しかし、wikipediaなど読むと[Citadel](http://en.wikipedia.org/wiki/Citadel)は、
要塞という意味であり、特に18世紀から19世紀くらいにかけて作られた、
セメントやコンクリートで固めた、
[堡塁](http://ja.wikipedia.org/wiki/%E5%A0%A1%E5%A1%81)を備えた近代的な要塞のことを言うらしい。

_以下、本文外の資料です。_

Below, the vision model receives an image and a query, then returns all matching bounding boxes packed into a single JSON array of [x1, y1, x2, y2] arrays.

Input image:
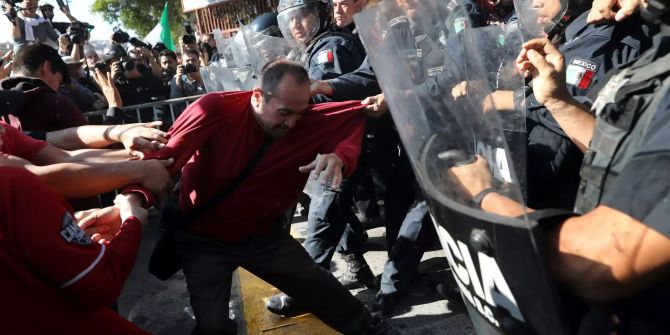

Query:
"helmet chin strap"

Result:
[[640, 0, 670, 25]]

日本で言えば五稜郭がその典型で、幾何学的な構造を持つ。
citadelの語源はやはりラテン語のcitizenであって、
オーストリア・ハプスブルク家がハンガリー叛乱の鎮圧のためにブダペストに建てた
[Citadella](http://en.wikipedia.org/wiki/Citadella)
が有名だそうだ。
イタリア語では cittadella (チッタデッラ)
と綴るようだ。
[Cittadella](http://en.wikipedia.org/wiki/Cittadella)という名の町はヴェネト州(つまり、ロンバルディアの東、ヴェネツィアの近く)
にもある。普通の中世の都市のようだ。
[Casale Monferrato](http://en.wikipedia.org/wiki/Casale_Monferrato#Via_Garibaldi_and_Sant.E2.80.99Ilario)
では、
> It successfully resisted the Austrians in 1849, and was strengthened in 1852. Towards the end of the 19th century it became known as “Cement Capital” (capitale del cemento), thanks to the quantity of Portland cement in the hills nearby
とあるので、ラデツキー将軍もカザーレの要塞を陥とすことはできなかった、ということになる。

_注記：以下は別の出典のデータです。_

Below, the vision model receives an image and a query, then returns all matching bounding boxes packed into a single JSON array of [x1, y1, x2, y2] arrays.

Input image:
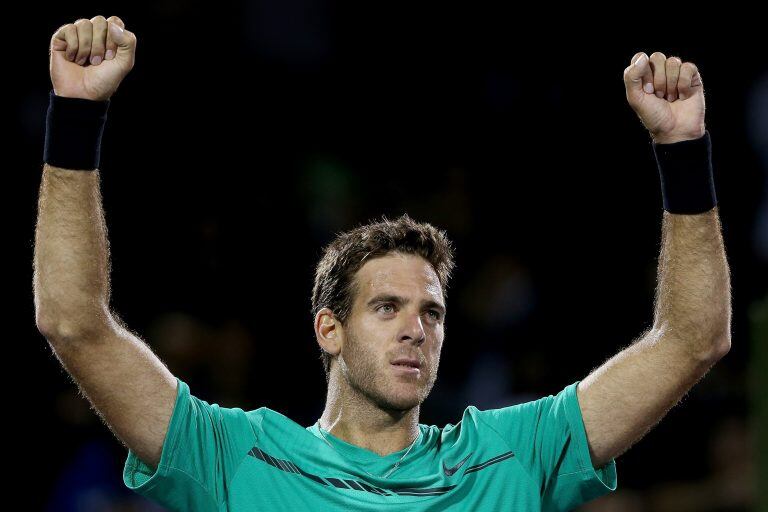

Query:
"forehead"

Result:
[[356, 253, 443, 303]]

第一次と第二次イタリア統一戦争の間にピエモンテの鉄道網とともに強化された。
capitale del cemento は「セメントの都」とでも訳せばよいか。
カザーレ・モンフェラートは近くにモンフェラートという丘があるのでそう呼ばれる。
モンフェラートではセメント(の原料)がたくさんとれた。
[ポルトランドセメント](http://ja.wikipedia.org/wiki/%E3%83%9D%E3%83%AB%E3%83%88%E3%83%A9%E3%83%B3%E3%83%89%E3%82%BB%E3%83%A1%E3%83%B3%E3%83%88)という、18世紀の終わりにイギリスで実用化された、
近代の普通のセメントがばんばん使われたということのようだ。
> 硬化した後の風合いがイギリスのポートランド島で採れるポルトランド石 (Portland limestone) に似ているから
google maps で見ると、カザーレの要塞はほとんど痕跡を留めてない。
が、南の駅の近くに少しだけ残っているのがわかる。
目を細めてみるとなんとなく星形の全体像が見えてくる。
アレッサンドリアにも見事な cittadella がある。ほとんど完全に残されているようだ。
> In 1348 Alessandria fell into the hands of the Visconti and passed with their possessions to the Sforza, following the career of Milan, until 1707, when it was ceded to the House of Savoy and henceforth formed part of Piedmont. The new domination was evidenced by the construction of a new big Cittadella on the left side of the river Tanaro, across from the city.
とあるので、サヴォア家、つまりヴィットーリオ・エマヌエーレに続く家系がピエモンテの領主になった
1707年以降に作られたもののようだ。
五稜郭と比べるとその巨大さがよくわかる。
同じ縮尺で比べてみるとこんなに違う。
当時のピエモンテと日本の国力の差もこんなだっただろう。
また、市街地に巨大な鉄道駅があり、ピエモンテ交通の要衝であることもわかる。